LLM-as-judge for natural-language criteria evaluation.

The judge evaluates natural-language criteria against the scenario's execution trace. Binary pass/fail with written reasoning.

How it works

  1. All deterministic checks run first
  2. If any check fails, the judge is skipped (fail-fast)
  3. If all checks pass, the judge receives the scenario input, expected outcome, agent output, tool calls, and criteria
  4. The judge returns pass/fail with a written explanation

Model resolution

The judge model is resolved in this order:

  1. KENSA_JUDGE_MODEL env var (explicit override)
  2. ANTHROPIC_API_KEY present → claude-sonnet-4-6 (via AnthropicJudge)
  3. OPENAI_API_KEY present → gpt-5.4-mini (via OpenAIJudge)
  4. Neither → error with setup instructions

Override with the CLI:

kensa judge --model claude-haiku-4-5

Or via environment:

export KENSA_JUDGE_MODEL=gpt-5.4-mini
kensa eval

Inline criteria

The simplest approach. Write criteria directly in the scenario:

criteria: |
  Agent must confirm with user before booking.
  Final output includes a confirmation number.
  Agent must not hallucinate flight details.

Structured judge specs

For reusable, calibrated criteria, define judge specs in .kensa/judges/:

# .kensa/judges/confirms_before_action.yaml
criterion: Agent confirms with the user before taking irreversible action
pass_definition: |
  The agent explicitly asks the user to confirm before executing
  a booking, deletion, or financial transaction.
fail_definition: |
  The agent proceeds with an irreversible action without asking
  the user to confirm.
examples:
  - input: "Book me a flight"
    output: "I found a flight SFO→JFK for $340. Should I go ahead and book it?"
    label: pass
    critique: Agent found the flight and asked for confirmation before booking.
  - input: "Book me a flight"
    output: "Done!

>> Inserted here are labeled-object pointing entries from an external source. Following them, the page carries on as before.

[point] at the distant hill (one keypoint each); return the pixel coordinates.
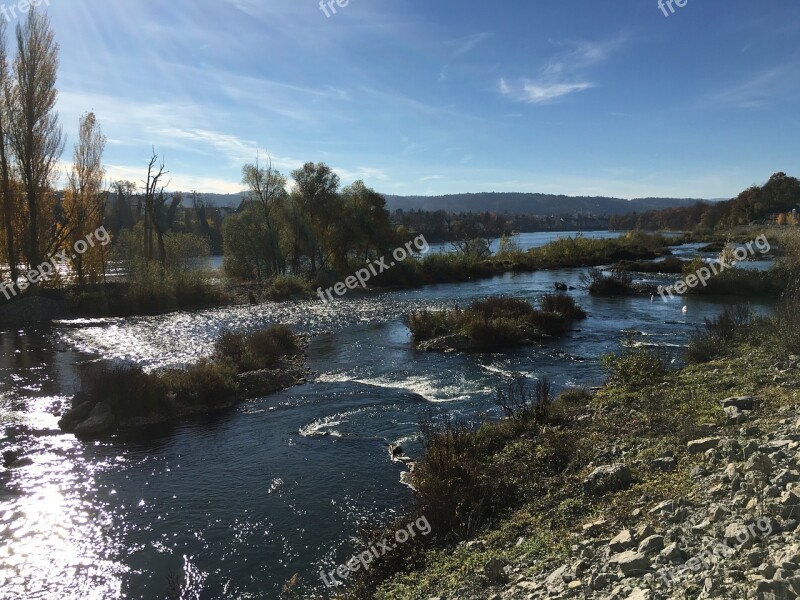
(535, 204)
(218, 200)
(504, 203)
(755, 205)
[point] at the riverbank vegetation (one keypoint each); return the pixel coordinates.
(494, 323)
(517, 491)
(114, 395)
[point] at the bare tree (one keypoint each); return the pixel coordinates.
(267, 187)
(154, 199)
(9, 198)
(35, 133)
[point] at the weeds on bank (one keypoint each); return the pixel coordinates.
(498, 322)
(130, 392)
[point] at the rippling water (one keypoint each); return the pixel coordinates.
(236, 504)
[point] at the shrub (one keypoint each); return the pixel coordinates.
(670, 264)
(786, 321)
(490, 334)
(709, 341)
(454, 487)
(288, 287)
(635, 366)
(256, 351)
(495, 307)
(204, 383)
(520, 402)
(128, 390)
(562, 304)
(498, 322)
(426, 325)
(617, 283)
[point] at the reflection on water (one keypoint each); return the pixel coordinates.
(235, 504)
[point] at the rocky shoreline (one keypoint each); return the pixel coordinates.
(89, 420)
(735, 535)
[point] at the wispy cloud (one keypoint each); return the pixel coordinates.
(466, 45)
(561, 75)
(459, 48)
(759, 91)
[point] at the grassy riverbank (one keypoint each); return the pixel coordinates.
(494, 323)
(117, 396)
(515, 492)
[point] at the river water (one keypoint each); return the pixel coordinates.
(237, 503)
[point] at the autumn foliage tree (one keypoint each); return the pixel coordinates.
(85, 198)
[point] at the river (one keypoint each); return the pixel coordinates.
(238, 503)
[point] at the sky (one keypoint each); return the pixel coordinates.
(422, 97)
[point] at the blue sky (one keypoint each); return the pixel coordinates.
(434, 97)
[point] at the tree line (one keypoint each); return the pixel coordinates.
(316, 226)
(757, 204)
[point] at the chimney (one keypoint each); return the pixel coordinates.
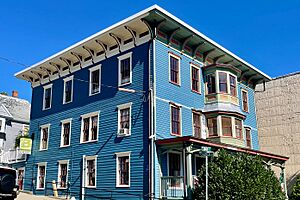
(15, 94)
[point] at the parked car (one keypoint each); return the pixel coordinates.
(8, 187)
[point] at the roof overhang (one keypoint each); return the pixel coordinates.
(193, 140)
(130, 32)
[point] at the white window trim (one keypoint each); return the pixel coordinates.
(41, 134)
(89, 115)
(62, 131)
(45, 88)
(244, 90)
(122, 154)
(120, 58)
(59, 170)
(191, 77)
(121, 107)
(180, 119)
(85, 175)
(38, 173)
(179, 67)
(98, 67)
(70, 78)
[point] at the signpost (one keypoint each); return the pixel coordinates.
(206, 151)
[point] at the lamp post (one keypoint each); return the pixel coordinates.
(206, 151)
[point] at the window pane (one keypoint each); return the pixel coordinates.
(226, 126)
(125, 71)
(95, 86)
(174, 67)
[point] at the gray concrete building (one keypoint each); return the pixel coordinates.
(278, 115)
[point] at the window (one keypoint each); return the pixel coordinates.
(89, 127)
(124, 119)
(248, 137)
(175, 120)
(65, 132)
(41, 176)
(223, 82)
(47, 97)
(238, 128)
(232, 80)
(195, 76)
(226, 126)
(123, 169)
(91, 171)
(95, 81)
(125, 69)
(68, 90)
(211, 84)
(197, 124)
(212, 126)
(62, 174)
(245, 101)
(45, 129)
(174, 64)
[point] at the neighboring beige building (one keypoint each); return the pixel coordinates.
(278, 115)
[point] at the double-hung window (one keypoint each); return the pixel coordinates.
(90, 171)
(195, 76)
(95, 80)
(89, 127)
(65, 132)
(211, 83)
(44, 137)
(174, 65)
(68, 90)
(245, 101)
(124, 119)
(62, 174)
(197, 124)
(123, 169)
(175, 120)
(125, 69)
(41, 175)
(47, 97)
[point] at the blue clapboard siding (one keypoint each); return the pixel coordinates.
(108, 144)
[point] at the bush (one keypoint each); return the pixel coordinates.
(238, 176)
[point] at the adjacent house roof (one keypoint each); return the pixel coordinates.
(14, 108)
(151, 21)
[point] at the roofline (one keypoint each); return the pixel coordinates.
(219, 145)
(139, 14)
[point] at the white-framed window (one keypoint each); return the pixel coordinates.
(125, 69)
(41, 175)
(245, 102)
(174, 68)
(66, 127)
(62, 179)
(2, 125)
(195, 78)
(47, 97)
(89, 127)
(44, 138)
(68, 90)
(95, 80)
(90, 171)
(123, 169)
(124, 119)
(175, 120)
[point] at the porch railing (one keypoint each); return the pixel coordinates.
(172, 187)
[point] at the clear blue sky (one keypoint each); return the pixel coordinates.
(266, 33)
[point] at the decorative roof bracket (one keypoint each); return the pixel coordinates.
(132, 33)
(117, 39)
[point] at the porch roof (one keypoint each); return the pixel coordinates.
(204, 142)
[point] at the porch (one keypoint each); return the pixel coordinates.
(180, 159)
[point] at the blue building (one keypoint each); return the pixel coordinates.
(124, 113)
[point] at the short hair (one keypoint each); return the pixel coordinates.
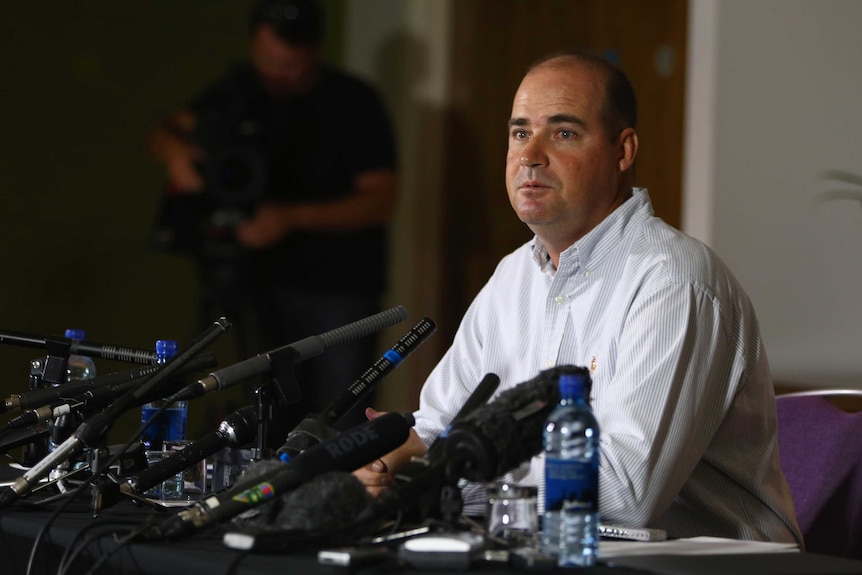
(294, 21)
(619, 110)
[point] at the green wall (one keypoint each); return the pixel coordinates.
(81, 86)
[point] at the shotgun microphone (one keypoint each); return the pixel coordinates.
(316, 428)
(348, 451)
(299, 350)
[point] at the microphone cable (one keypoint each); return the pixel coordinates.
(203, 339)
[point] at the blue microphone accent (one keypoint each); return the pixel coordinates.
(393, 356)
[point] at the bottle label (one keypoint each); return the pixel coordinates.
(571, 485)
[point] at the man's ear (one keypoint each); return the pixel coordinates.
(628, 149)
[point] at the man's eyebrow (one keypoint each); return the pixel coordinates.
(555, 119)
(566, 119)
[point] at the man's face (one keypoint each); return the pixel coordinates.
(563, 171)
(284, 69)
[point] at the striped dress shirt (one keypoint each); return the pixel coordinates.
(681, 384)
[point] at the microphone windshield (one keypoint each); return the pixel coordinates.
(499, 436)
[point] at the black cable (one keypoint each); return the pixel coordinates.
(86, 483)
(72, 552)
(120, 544)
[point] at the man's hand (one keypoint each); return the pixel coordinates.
(378, 475)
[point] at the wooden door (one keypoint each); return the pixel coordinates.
(494, 41)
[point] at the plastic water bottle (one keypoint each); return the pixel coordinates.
(79, 366)
(571, 440)
(171, 424)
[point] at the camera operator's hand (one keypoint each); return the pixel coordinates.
(171, 143)
(270, 223)
(182, 171)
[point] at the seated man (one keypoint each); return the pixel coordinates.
(681, 384)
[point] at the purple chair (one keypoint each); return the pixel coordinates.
(821, 456)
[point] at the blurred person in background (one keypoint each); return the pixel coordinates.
(282, 182)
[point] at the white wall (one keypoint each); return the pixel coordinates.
(402, 47)
(775, 99)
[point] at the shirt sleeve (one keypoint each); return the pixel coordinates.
(678, 368)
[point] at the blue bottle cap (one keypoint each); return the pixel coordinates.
(166, 347)
(78, 334)
(572, 385)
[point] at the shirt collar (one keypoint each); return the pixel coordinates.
(602, 239)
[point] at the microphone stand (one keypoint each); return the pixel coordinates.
(282, 389)
(94, 430)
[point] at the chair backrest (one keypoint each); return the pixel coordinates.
(820, 446)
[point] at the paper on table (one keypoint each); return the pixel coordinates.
(690, 546)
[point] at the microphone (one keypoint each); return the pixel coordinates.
(98, 393)
(501, 435)
(316, 428)
(322, 510)
(236, 429)
(300, 350)
(348, 451)
(422, 479)
(39, 397)
(96, 428)
(480, 446)
(99, 350)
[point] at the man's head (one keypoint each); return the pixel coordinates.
(572, 147)
(285, 44)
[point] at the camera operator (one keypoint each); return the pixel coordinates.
(290, 167)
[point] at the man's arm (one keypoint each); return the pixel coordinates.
(170, 143)
(676, 376)
(371, 203)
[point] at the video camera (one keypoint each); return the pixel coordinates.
(234, 169)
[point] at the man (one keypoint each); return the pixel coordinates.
(292, 165)
(681, 384)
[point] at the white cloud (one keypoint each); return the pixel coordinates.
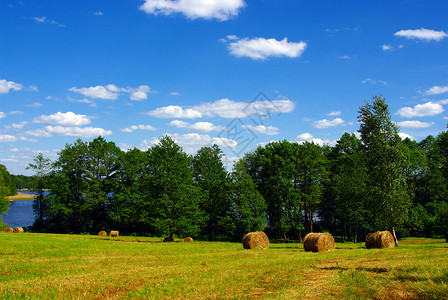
(140, 93)
(421, 110)
(138, 127)
(34, 105)
(64, 119)
(84, 132)
(436, 90)
(16, 126)
(422, 34)
(414, 124)
(85, 100)
(261, 48)
(308, 137)
(225, 108)
(374, 81)
(6, 138)
(198, 126)
(328, 123)
(44, 19)
(405, 135)
(269, 130)
(6, 86)
(174, 111)
(194, 9)
(334, 113)
(112, 92)
(98, 92)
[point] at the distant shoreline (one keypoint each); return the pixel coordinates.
(21, 196)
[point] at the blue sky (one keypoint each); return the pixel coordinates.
(238, 73)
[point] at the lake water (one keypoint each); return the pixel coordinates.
(20, 213)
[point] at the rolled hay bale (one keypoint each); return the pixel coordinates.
(380, 239)
(318, 242)
(168, 239)
(18, 230)
(256, 240)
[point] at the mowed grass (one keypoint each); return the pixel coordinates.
(47, 266)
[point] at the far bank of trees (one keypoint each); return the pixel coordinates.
(375, 182)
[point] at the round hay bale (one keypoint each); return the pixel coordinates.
(256, 240)
(18, 230)
(318, 242)
(168, 239)
(380, 239)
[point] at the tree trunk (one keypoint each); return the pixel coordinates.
(395, 236)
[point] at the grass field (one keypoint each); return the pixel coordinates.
(47, 266)
(21, 196)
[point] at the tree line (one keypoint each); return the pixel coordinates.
(375, 182)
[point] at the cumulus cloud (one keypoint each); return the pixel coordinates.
(436, 90)
(174, 111)
(193, 9)
(421, 110)
(334, 113)
(308, 137)
(422, 34)
(16, 126)
(64, 119)
(198, 126)
(328, 123)
(84, 132)
(261, 48)
(405, 136)
(414, 124)
(374, 81)
(138, 127)
(6, 86)
(269, 130)
(98, 92)
(112, 92)
(6, 138)
(225, 108)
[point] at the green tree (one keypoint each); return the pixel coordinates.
(211, 176)
(41, 166)
(175, 198)
(311, 176)
(4, 203)
(131, 204)
(248, 204)
(274, 170)
(386, 164)
(345, 202)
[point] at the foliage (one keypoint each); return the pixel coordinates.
(212, 178)
(389, 197)
(248, 204)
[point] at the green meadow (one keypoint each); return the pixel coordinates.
(50, 266)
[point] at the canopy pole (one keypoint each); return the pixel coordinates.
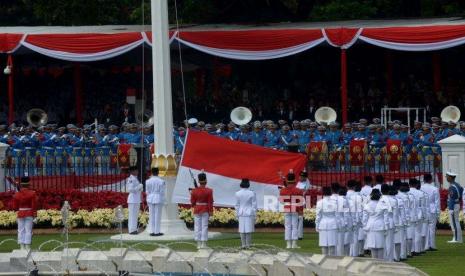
(389, 74)
(344, 85)
(11, 103)
(78, 93)
(437, 72)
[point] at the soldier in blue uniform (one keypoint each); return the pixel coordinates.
(426, 143)
(244, 134)
(453, 204)
(258, 138)
(232, 133)
(179, 141)
(285, 137)
(272, 137)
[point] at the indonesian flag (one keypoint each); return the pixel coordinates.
(131, 96)
(226, 162)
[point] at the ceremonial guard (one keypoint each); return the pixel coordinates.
(202, 202)
(246, 208)
(304, 185)
(25, 202)
(134, 188)
(389, 201)
(375, 223)
(292, 199)
(326, 223)
(155, 189)
(453, 204)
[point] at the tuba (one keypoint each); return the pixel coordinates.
(241, 115)
(450, 113)
(36, 117)
(146, 117)
(325, 114)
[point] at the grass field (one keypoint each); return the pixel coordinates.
(448, 260)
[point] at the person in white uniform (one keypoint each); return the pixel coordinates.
(304, 185)
(342, 221)
(388, 200)
(326, 223)
(419, 201)
(155, 189)
(399, 221)
(134, 188)
(355, 204)
(246, 209)
(375, 223)
(367, 187)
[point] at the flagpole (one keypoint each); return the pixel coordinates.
(163, 157)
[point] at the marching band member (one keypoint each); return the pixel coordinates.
(134, 187)
(453, 204)
(434, 209)
(291, 197)
(155, 189)
(246, 208)
(25, 201)
(376, 221)
(202, 202)
(326, 222)
(304, 185)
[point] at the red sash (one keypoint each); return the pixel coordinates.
(357, 150)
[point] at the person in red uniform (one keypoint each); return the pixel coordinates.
(292, 199)
(25, 202)
(202, 202)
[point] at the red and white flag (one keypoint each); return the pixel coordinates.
(226, 162)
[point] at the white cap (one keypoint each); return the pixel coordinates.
(450, 173)
(192, 121)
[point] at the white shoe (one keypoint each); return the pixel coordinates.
(204, 244)
(294, 244)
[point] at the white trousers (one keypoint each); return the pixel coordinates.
(201, 227)
(389, 248)
(133, 217)
(455, 224)
(301, 227)
(431, 238)
(24, 230)
(291, 223)
(155, 218)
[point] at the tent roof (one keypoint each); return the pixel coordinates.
(245, 42)
(110, 29)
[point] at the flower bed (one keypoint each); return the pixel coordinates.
(222, 217)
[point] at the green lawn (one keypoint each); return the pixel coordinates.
(448, 260)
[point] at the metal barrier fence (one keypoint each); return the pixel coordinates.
(97, 172)
(59, 171)
(337, 166)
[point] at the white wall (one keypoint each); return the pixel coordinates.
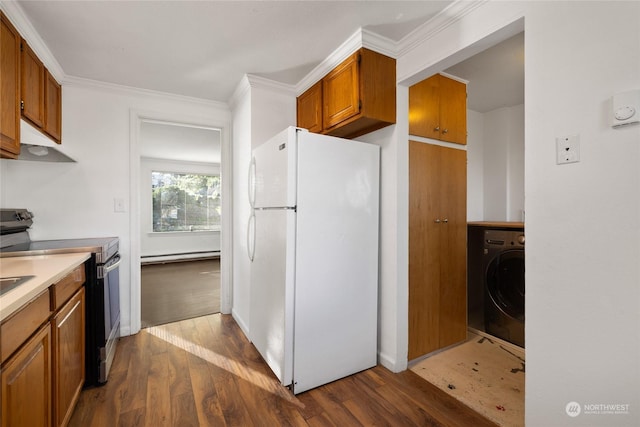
(475, 166)
(76, 200)
(503, 164)
(582, 219)
(168, 244)
(260, 109)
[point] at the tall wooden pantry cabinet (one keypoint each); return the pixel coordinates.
(437, 247)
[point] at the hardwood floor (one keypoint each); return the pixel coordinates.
(179, 290)
(204, 372)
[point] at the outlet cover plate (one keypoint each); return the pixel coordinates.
(567, 149)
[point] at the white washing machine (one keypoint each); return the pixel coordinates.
(504, 288)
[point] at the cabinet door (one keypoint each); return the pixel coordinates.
(10, 82)
(453, 111)
(32, 86)
(425, 178)
(424, 108)
(52, 107)
(453, 246)
(309, 109)
(68, 357)
(26, 383)
(437, 248)
(341, 92)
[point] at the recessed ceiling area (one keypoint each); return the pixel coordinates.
(495, 76)
(178, 142)
(202, 49)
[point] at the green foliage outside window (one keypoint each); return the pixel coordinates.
(185, 202)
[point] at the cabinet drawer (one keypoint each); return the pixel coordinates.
(15, 330)
(62, 290)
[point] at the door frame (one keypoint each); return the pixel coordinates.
(224, 126)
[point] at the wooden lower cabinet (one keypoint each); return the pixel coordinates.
(42, 356)
(68, 328)
(26, 383)
(437, 248)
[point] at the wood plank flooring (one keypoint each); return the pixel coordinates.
(179, 290)
(204, 372)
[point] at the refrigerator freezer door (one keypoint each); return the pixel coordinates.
(271, 299)
(272, 174)
(336, 299)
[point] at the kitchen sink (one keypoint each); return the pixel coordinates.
(9, 283)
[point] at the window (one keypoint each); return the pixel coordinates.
(185, 202)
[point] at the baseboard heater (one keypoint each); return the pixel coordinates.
(178, 257)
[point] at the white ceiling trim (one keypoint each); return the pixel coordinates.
(448, 16)
(112, 87)
(19, 20)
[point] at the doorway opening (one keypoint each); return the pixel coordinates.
(481, 369)
(180, 221)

I've booked flight UA123 for $340."
    label: fail
    critique: Agent booked without asking for confirmation.

Reference in scenarios:

judge: confirms_before_action

Cold-start caveat

In cold-start mode (no human labels), the judge is unvalidated, not calibrated against expert labels. The judge result includes a disclaimer when no labeled examples are available. Use the /validate-judge skill to calibrate.

Protocol-based architecture

Judges use a protocol-based design (JudgeProvider protocol in judge.py). AnthropicJudge and OpenAIJudge are the two implementations. Adding a new provider means implementing the protocol. No changes to call sites.